Et un adjudant, venant prendre le nouveau venu, le conduisit à un officier qu’il salua militairement.

C’était le nouveau capitaine de Georges, un homme très jeune encore, mais à la physionomie énergique et expressive, aux yeux scrutateurs et profonds.

Il tira un carnet de sa poche et interrogea son nouvel élève.

Quand il eut noté son nom, ses titres universitaires, son âge et quelques autres renseignements de même nature :

— Quelle arme choisissez-vous, demanda-t-il ? Infanterie ou cavalerie !

— L’infanterie de marine, mon capitaine.

L’officier resta une minute interloqué : celui-là était le premier qui manifestât semblable préférence.

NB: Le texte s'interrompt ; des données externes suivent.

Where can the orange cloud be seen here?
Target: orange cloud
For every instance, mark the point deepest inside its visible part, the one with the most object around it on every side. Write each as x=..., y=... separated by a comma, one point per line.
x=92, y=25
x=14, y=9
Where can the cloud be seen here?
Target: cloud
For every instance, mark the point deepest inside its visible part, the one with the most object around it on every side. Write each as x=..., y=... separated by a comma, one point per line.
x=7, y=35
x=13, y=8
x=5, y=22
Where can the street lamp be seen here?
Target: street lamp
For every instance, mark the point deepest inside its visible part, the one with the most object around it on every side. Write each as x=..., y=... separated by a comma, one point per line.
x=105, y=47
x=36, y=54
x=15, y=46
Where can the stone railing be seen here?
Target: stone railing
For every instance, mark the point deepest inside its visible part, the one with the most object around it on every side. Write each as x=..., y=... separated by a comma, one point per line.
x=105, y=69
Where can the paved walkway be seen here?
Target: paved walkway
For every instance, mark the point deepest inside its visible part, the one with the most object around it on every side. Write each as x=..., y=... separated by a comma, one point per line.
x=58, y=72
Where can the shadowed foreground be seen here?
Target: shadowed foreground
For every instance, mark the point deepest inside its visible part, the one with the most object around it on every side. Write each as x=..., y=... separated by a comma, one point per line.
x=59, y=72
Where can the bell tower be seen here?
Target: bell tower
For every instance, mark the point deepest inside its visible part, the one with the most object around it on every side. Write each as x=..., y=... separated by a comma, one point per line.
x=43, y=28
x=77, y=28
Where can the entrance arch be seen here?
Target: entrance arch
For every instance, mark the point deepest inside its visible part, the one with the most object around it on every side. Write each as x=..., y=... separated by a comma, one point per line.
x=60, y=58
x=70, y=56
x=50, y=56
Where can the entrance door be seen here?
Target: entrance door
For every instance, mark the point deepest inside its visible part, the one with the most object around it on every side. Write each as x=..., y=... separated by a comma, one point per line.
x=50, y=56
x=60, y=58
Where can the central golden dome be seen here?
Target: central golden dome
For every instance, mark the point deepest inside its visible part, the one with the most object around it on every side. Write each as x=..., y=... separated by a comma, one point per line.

À cette époque, mes enfants, l’infanterie de marine, si recherchée aujourd’hui, était l’apanage des derniers d’une promotion. N’y entraient guère que ceux qui ne pouvaient faire autrement, et vous en comprendrez facilement la raison : la France, saignante encore de sa blessure récente de 1870, ne songeait qu’à reconquérir un jour ses provinces perdues, et nullement à se tailler l’empire colonial énorme que vous lui voyez aujourd’hui.

Mais en regardant mieux, le capitaine Manitrez — c’était le nom du commandant de la 2e compagnie — découvrit, à la boutonnière du jeune homme, le très mince ruban jaune et vert qu’il portait discrètement.

— Qu’est-ce que c’est que cela ? fit-il.

— La médaille militaire, mon capitaine.

— Où donc l’avez-vous gagnée ?

— À l’attaque de Montbéliard, mon capitaine.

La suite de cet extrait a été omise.